Curiosa manera de pedir el voto cuando esto se hace con insultos y majaderías. Desde el fondo, lo que emerge es el profundo clasismo, aderezado con racismo, que la clase política (especialmente la derecha) siente por los votantes, seres a quienes les niegan la capacidad para tomar decisiones y, por tanto, para participar en procesos electorales sin que alguien los lleve de la mano y les diga por quien deben cruzar su voto.
Es parte del paternalismo con el que la sociedad mexicana se desarrolló desde que nos convertimos en una nación soberana. Tan difícil era entender esto de la soberanía y la democracia que hubo mexicanos que fueron, suplicantes, a conseguir un emperador europeo antes que aceptar la presidencia de un mexicano con raíces indígenas.
El síndrome de Maximiliano sigue afectando a buena parte de nuestra clase política. No entienden que “entrar en la modernidad” es algo más que firmar Tratados de Libre Comercio o desarrollar prácticas de consumo al estilo norteamericano. Lo mismo los que poseen el capital económico que aquellos que, se supone, pertenecen a la parte ilustrada de la oligarquía mexicana, (los intelectuales orgánicos) siguen sin entender que el ciudadano tiene derecho de equivocarse, pero también de corregir errores.
Siguen creyendo que si Fox (con todas las limitaciones que le caracterizan) pudo obtener el voto mayoritario en año 2000, lo mismo podría suceder con Xóchitl que no canta mal las rancheras en lo que a analfabetismo funcional se refiere.
Pero lo interesante, muy interesante es lo que sucede con los autollamados intelectuales, aquellos cuya actividad principal es pensar la sociedad, hurgar en su funcionamiento e imaginar que podría funcionar mejor. La sociedad ha invertido en ellos, en sus estudios en las mejores universidades, tanto nacionales como extranjeras para que adquieran y desarrollen conocimientos que luego pongan al servicio de esa sociedad que tan generosamente los apapachó, como diría Aguilar Camín.
Hoy la polarización se hace evidente también en el campo intelectual, algo de lo que también culpan a López Obrador, sobre todo aquellos que no vieron la polarización expresada en la exclusión o marginación de obreros, campesinos e indígenas cuando la economía de nuestro país crecía más rápido que la población. Esos intelectuales que ahora reclaman apapachos fueron incapaces ver la desigualdad que se profundizaba con el llamado “milagro mexicano” y más incapaces fueron de percibir que las desigualdades alcanzaron niveles insospechados cuando el proyecto neoliberal se hizo gobierno.

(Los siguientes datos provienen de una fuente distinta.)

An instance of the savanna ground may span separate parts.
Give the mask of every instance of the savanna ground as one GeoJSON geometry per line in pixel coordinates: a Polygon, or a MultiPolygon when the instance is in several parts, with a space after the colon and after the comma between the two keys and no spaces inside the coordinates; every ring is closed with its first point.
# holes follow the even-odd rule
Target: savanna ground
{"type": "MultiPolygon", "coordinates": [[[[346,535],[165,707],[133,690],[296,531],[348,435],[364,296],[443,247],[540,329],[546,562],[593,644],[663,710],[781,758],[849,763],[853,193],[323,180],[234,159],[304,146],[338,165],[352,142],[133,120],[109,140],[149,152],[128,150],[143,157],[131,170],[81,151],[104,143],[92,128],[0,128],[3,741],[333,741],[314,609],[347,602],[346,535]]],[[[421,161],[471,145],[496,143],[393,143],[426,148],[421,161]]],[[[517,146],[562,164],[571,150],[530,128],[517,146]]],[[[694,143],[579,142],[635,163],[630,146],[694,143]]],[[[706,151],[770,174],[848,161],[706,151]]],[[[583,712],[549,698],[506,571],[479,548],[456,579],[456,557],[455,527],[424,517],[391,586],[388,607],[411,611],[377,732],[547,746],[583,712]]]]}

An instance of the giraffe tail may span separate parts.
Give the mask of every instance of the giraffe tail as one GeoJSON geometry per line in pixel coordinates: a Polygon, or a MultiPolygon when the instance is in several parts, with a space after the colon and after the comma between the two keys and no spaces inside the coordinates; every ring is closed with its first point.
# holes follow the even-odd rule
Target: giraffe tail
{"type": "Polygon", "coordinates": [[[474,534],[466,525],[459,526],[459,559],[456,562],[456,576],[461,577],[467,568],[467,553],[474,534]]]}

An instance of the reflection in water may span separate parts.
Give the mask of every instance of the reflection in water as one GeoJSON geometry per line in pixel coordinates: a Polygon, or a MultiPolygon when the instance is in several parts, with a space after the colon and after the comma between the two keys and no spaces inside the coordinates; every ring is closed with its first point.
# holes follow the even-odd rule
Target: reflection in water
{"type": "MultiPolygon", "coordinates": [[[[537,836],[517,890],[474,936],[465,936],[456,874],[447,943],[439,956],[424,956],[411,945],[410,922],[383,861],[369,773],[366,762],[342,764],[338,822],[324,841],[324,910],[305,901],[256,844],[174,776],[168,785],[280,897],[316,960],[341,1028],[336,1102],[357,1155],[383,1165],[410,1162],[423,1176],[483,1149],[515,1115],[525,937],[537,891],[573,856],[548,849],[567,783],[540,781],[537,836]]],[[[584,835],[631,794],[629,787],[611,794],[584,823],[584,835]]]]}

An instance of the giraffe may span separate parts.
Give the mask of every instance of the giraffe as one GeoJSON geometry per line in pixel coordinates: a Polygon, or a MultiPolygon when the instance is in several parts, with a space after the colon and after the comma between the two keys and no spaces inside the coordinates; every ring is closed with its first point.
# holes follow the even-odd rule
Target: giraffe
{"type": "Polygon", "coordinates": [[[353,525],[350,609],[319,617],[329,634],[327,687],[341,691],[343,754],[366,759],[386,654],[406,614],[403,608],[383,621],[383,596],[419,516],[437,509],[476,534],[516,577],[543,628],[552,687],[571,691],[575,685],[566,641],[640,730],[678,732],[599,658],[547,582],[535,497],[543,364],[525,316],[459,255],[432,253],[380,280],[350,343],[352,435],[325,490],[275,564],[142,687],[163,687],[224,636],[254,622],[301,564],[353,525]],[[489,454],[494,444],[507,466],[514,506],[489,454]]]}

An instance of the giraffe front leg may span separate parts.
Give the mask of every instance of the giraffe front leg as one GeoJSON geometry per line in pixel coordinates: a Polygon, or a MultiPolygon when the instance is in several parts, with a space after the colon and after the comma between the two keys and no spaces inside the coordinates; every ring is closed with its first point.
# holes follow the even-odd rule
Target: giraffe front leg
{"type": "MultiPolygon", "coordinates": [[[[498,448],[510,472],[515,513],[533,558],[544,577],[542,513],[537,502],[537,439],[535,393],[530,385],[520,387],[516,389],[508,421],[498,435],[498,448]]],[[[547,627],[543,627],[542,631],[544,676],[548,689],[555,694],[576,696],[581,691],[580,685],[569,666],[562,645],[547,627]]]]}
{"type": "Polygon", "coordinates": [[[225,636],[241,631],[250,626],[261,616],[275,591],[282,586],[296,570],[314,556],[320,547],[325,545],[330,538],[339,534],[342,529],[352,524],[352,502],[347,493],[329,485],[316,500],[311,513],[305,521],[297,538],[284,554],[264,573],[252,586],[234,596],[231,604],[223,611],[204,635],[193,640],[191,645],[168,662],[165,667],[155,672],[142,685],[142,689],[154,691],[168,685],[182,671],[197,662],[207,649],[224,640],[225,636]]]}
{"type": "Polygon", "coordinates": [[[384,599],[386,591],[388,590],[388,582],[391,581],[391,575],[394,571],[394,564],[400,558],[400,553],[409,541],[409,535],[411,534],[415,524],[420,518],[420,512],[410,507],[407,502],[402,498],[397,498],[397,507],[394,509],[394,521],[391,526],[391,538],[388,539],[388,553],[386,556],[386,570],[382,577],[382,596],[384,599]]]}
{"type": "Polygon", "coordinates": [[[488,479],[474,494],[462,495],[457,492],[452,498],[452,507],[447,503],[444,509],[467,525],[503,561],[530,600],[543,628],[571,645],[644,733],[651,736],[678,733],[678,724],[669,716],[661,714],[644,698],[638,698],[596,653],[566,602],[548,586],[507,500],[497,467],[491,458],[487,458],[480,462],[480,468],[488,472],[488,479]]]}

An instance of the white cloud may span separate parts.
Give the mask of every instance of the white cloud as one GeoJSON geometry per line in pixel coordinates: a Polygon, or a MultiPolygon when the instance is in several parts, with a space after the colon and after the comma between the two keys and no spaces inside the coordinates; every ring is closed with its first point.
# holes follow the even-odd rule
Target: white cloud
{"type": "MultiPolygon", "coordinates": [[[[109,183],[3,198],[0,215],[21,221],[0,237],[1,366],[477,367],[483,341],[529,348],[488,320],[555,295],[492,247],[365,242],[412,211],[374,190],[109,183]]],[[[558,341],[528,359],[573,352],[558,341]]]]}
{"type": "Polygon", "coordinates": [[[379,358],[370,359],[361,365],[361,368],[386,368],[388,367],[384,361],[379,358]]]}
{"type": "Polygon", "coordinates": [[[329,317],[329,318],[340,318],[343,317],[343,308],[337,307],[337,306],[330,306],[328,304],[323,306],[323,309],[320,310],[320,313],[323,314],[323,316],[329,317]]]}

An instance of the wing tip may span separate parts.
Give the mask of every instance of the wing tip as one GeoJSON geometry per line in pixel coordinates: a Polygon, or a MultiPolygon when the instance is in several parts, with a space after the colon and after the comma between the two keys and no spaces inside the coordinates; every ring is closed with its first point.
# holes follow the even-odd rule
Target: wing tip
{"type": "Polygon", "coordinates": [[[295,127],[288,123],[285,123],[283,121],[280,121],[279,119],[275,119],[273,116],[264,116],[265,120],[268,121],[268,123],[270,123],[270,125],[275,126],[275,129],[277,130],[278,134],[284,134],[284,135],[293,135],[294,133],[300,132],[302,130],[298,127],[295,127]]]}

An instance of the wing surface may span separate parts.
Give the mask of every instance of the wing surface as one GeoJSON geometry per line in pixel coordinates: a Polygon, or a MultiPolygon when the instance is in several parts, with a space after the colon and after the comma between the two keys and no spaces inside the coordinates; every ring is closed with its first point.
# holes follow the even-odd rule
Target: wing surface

No pueden percibir la realidad porque la desigualdad los ubicó en una mejor posición social, a cambio, precisamente, de no ver la desigualdad, o de verla como algo natural. Una consecuencia lógica, según ellos, es que por ser intelectuales, son superiores y, por eso, merecen ocupar una posición superior en la escalera social. Se creen con derecho a una mayor rebanada del pastel socialmente elaborado, aunque no sean capaces de entender que este país puede funcionar sin ellos, pero no sin sus trabajadores, sus campesinos, sus indígenas.